Background: Skull defects occur in children for a variety of reasons. But one of the most common causes is early surgery for congenital skull deformities. When reshaping large portions of the skull their complete healing depends on the natural osteogenic capability of the underlying dura. This is usually very robust at very young ages but fades quickly after the first few years of life.
Reconstructing skull defects in children can be done by several techniques. One method is to use the patient’s own bone to do so. This is the most logical approach but its disadvantages is that one has to create another skull defect site and such bone does not always heal smoothly.
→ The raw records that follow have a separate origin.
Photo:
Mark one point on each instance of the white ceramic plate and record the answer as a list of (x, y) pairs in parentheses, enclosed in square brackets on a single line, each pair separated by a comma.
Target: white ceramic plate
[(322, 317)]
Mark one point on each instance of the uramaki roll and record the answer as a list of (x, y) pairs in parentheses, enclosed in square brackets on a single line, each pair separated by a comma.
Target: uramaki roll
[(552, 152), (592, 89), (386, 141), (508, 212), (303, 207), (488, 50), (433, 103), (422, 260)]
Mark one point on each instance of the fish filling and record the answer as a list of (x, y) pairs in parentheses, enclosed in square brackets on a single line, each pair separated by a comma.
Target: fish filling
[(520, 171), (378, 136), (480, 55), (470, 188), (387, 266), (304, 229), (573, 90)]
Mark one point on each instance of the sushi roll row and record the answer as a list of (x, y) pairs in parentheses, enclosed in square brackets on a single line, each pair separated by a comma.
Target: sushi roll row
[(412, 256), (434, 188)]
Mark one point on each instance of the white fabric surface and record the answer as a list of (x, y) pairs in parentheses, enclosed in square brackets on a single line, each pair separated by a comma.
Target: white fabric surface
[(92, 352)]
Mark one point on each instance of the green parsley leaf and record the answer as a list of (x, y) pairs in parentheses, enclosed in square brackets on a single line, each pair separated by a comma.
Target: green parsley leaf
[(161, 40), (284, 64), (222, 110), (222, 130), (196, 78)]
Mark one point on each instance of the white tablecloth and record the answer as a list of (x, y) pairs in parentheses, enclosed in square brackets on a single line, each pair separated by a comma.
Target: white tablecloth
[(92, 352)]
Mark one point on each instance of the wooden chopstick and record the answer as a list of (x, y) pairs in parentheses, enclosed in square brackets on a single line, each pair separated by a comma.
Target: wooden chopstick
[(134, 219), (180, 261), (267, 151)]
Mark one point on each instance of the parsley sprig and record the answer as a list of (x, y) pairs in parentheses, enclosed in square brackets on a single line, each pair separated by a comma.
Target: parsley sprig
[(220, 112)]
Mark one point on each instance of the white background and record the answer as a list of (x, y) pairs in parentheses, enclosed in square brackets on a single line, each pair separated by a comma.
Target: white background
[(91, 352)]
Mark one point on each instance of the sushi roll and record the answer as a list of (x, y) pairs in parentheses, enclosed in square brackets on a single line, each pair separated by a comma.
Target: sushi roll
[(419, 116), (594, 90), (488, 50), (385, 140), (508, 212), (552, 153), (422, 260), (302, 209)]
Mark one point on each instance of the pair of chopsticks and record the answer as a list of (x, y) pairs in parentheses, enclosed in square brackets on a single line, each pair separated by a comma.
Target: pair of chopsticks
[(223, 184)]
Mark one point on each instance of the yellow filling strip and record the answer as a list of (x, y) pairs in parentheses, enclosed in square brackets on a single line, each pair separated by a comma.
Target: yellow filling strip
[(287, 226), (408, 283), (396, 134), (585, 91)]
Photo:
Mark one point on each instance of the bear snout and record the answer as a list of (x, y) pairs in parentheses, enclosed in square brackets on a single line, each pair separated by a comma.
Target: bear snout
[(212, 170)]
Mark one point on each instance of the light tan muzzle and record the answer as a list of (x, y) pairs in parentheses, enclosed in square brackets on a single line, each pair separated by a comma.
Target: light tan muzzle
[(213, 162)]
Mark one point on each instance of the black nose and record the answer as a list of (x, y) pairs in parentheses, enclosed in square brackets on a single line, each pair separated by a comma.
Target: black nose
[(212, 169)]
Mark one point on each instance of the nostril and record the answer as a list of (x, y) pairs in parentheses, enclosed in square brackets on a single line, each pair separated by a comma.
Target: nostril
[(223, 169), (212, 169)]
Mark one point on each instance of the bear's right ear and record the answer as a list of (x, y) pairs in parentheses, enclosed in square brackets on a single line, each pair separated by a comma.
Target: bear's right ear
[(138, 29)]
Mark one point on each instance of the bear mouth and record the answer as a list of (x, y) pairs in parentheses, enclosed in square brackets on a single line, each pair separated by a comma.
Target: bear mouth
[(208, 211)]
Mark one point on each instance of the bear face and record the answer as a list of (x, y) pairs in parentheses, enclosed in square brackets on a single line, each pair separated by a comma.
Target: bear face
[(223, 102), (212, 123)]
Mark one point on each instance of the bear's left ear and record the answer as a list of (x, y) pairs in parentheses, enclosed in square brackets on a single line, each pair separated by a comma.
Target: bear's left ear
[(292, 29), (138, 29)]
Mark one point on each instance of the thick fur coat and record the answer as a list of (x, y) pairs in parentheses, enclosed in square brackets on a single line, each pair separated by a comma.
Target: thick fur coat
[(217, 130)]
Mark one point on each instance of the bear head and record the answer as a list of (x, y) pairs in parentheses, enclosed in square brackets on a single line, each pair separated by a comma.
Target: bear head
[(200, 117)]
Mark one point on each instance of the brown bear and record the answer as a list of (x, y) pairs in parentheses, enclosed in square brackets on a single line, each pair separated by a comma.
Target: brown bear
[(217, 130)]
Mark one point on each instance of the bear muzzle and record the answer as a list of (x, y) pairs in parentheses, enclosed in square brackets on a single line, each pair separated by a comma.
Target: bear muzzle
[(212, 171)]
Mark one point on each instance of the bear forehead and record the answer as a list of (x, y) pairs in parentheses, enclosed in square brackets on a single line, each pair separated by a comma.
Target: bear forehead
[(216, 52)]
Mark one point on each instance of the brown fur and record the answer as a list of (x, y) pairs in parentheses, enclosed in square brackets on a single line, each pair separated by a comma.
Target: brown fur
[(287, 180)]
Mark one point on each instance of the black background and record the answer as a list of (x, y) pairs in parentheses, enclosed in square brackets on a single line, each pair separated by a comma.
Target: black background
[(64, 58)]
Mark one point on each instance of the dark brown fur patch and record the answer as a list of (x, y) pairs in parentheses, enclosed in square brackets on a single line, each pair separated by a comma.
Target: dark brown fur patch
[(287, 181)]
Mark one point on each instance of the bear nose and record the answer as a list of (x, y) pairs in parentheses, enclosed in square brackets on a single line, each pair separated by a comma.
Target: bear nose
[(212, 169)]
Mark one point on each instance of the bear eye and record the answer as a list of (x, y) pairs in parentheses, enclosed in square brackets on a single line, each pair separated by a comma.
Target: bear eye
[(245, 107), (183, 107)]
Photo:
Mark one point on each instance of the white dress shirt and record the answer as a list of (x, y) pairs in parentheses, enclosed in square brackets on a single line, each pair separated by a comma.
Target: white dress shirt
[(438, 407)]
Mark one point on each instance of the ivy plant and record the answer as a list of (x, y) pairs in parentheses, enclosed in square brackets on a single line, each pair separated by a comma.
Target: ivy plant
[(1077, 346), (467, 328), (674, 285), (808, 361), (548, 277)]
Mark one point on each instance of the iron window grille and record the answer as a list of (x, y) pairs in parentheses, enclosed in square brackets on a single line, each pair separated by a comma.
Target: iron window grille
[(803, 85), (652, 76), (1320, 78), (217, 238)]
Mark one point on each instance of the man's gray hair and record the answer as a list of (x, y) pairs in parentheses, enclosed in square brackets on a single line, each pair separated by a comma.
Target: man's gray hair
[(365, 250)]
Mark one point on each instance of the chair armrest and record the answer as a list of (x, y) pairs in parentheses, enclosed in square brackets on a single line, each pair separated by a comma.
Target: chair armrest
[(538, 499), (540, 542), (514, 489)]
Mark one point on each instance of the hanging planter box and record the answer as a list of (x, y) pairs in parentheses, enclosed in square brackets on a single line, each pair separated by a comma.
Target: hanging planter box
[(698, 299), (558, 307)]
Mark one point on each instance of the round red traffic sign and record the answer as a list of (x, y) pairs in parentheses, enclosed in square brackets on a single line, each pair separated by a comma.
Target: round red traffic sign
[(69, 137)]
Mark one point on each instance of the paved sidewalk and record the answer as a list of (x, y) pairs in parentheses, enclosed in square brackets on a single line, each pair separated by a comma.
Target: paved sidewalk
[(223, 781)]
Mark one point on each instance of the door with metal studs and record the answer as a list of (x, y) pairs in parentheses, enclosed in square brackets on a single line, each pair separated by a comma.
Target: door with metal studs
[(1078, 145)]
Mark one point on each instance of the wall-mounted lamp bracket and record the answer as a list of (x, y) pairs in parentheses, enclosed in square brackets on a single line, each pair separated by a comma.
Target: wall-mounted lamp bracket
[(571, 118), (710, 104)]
The next option would be to use allogeneic or cadaver bone grafts. This saves a donor site but does not get around how smoothly, or non-smoothly, the resultant skull contour will be.
The third skull contouring material is that of hydroxyapatite cements. These synthetic calcium phosphate materials have a long history of use in craniofacial surgery for skull defect and contouring reconstructions. They are less well known for use in children but their value in these pediatric skull applications is no less significant.
Case Study: This 9 month-old infant male cild initially underwent reconstruction for a unilateral coronal craniosynostosis condition. The surgery was performed using supraorbital bar reshaping as well as a barrel-stave technique to expand out the overlying forehead bone.He went on well and when seen years later at age 8 he had a slight flattening of the lateral forehead and a palpable full-thickness bone defect along the original coronal suture line.
Under general anesthesia and through his existing coronal scalp incision, the bone defect along the original coronal suture line was exposed. The dura was elevated off of the bone edges entirely around the defect. A Lactosorb mesh plate (resorbable PLLA-PGA) was placed on the underside of the bone and cut to lock in between the dura and the bone edges. Hydroxyapatite cement was applied into the bone defect using the mesh plate as its backing. It was then contoured to be flush with the surrounding skull contours and allowed to set.
Hydroxyapatite cement can be used to both fill in skull defects as well as can be placed as an onlay augmentation material. While more extensively used in adults, it can be just as effectively used in children. There is always the question of what happens to the bone cement as the skull continues to grow. My observation is that the skull bone on top and underneath it and it simply gets pushed out jus like normal skull bone with dow with ongoing appositional skull growth.
Highlights:
- Skull defects in children can be treated by either bone grafts or hydroxyapatite cement.
- When using bone cements in a full-thickness skull defect, a floor against the dura must be created to support the material.
- Bone cements offer a facile material to fill and contour skull defects.